I’m talking specifically about an information-processing change that
Preserves the input-output relations
Changes my consciousness
I can’t mention it out loud
Since I can mention out loud every change that happens to my consciousness, there is no information-processing change that would fit simultaneously (1), (2) and (3). But such an information-processing change must exist for the definition of consciousness in any other way than the Turing test to be meaningful and self-consistent. Since it doesn’t, it follows the only meaningful and self-consistent definition of consciousness is through the Turing test.
(This is just one of many reasons, by the way.)
Again, that’s a free will assumption. Changes that preserve function , as in 1, will prevent you saying “I just lost my qualia” under external circumstances where you would not say that.
No, that works even under the assumption of compatibilism (and, by extension, incompatibilism). (Conversely, if I couldn’t comment out loud on my consciousness because my brain was preventing me from saying it, not even contracausal free will would help me (any more than a stroke victim could use their hypothetical contracausal free will to speak).)
I don’t understand why would you think anything I was saying was connected to free will at all.

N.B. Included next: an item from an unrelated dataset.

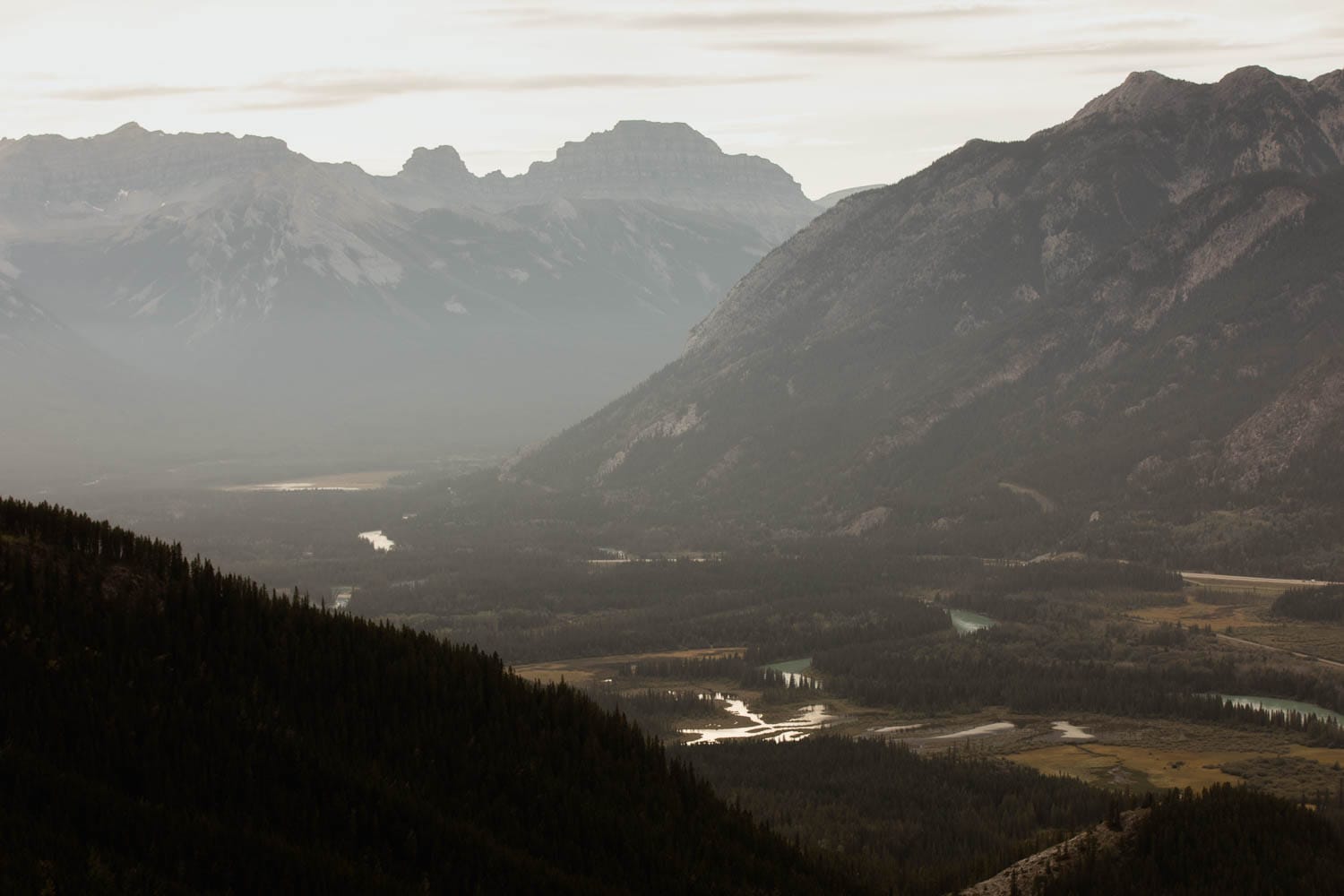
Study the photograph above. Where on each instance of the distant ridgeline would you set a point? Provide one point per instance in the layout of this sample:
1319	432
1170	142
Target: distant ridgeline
169	728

If you finish reading my comment that you originally responded to, you’ll find out that I dealt with the possibility of us losing qualia while preserving outwards behavior as a separate case.
ETA: Link fixed.
What’s the difference between your brain and you?
If you are a deterministic algorithm, there is only one thing you can ever do at any point in time because that’s what deterministic means.

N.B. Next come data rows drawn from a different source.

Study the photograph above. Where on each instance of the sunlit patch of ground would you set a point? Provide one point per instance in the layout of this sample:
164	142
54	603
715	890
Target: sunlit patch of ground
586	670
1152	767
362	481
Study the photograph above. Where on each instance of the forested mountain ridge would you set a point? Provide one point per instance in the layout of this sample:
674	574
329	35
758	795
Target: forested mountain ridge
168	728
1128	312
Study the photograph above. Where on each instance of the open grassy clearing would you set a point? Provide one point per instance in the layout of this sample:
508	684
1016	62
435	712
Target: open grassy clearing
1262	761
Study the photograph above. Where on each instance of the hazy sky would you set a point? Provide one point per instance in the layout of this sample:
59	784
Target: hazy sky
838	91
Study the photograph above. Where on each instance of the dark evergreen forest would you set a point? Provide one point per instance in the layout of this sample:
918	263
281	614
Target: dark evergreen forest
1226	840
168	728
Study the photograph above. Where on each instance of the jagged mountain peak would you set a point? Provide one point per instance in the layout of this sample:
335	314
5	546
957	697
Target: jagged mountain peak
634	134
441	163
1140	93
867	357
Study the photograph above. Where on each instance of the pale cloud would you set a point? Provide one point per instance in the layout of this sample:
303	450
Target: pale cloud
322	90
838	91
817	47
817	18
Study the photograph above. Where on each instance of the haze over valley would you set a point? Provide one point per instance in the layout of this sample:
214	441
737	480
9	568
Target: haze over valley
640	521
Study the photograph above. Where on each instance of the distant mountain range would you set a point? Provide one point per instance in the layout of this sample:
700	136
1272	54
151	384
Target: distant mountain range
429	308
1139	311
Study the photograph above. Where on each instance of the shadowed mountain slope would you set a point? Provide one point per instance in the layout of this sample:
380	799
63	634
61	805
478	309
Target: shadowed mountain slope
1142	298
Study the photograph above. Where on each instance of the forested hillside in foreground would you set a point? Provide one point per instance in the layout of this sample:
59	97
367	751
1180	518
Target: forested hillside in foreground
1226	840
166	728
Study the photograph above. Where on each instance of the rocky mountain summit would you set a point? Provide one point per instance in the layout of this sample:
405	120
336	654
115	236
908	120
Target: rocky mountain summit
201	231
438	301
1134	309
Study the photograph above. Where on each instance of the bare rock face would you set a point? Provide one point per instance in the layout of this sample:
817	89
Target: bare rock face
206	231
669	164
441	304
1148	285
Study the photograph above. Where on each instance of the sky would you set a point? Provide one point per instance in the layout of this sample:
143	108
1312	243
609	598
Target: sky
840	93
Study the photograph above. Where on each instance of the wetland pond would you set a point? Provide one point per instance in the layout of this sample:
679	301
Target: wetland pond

If you are a functional-preserving variation of a deterministic algorithm, you will detrministically do the same thing...produce the same output for a given input …because that’s what function preserving means.
So if the unmodified you answers “yes” to “do I have qualia”, the modified version will, whether it has them or not.
There’s no ghost in the machine that’s capable of noticing the change and taking over the vocal chords.
If you’re not an algorithm, no one could make a functional duplicate.
My point is that such a modification that preserves behavior but removes qualia is impossible-in-principle. So we don’t need to consider what such a version would say, since such a version can’t exist in the first place.
The gradual replacement argument is an intuition pump not a proof.
That’s not a counterargument though. (Unless you have a proof for your own position, in which case it wouldn’t be enough for me to have an intuition pump.)
It’s a counterargument to. “It’s necessarily true that...” .
It is, in fact, necessarily true. There is no other option. (A good exercise is to try to write one out (in full), to see that it makes no sense.)
“Consciousness supervenes on complex information processing”.
“Consciousness supervenes on specific physics” .
To see why these don’t make sense, one needs to flesh them out in more detail (like, what complex information processing/specific physics specifically, etc.). If they’re kept in the form of a short phrase, it’s not immediately obvious (it’s why I used the phrase “write one out in full”).
I think the burden is on you. Bear in mind Ive been thinking about this stuff for a long time.
And if you provide such a fleshed-out idea in the future, I’ll be happy to uphold that burden.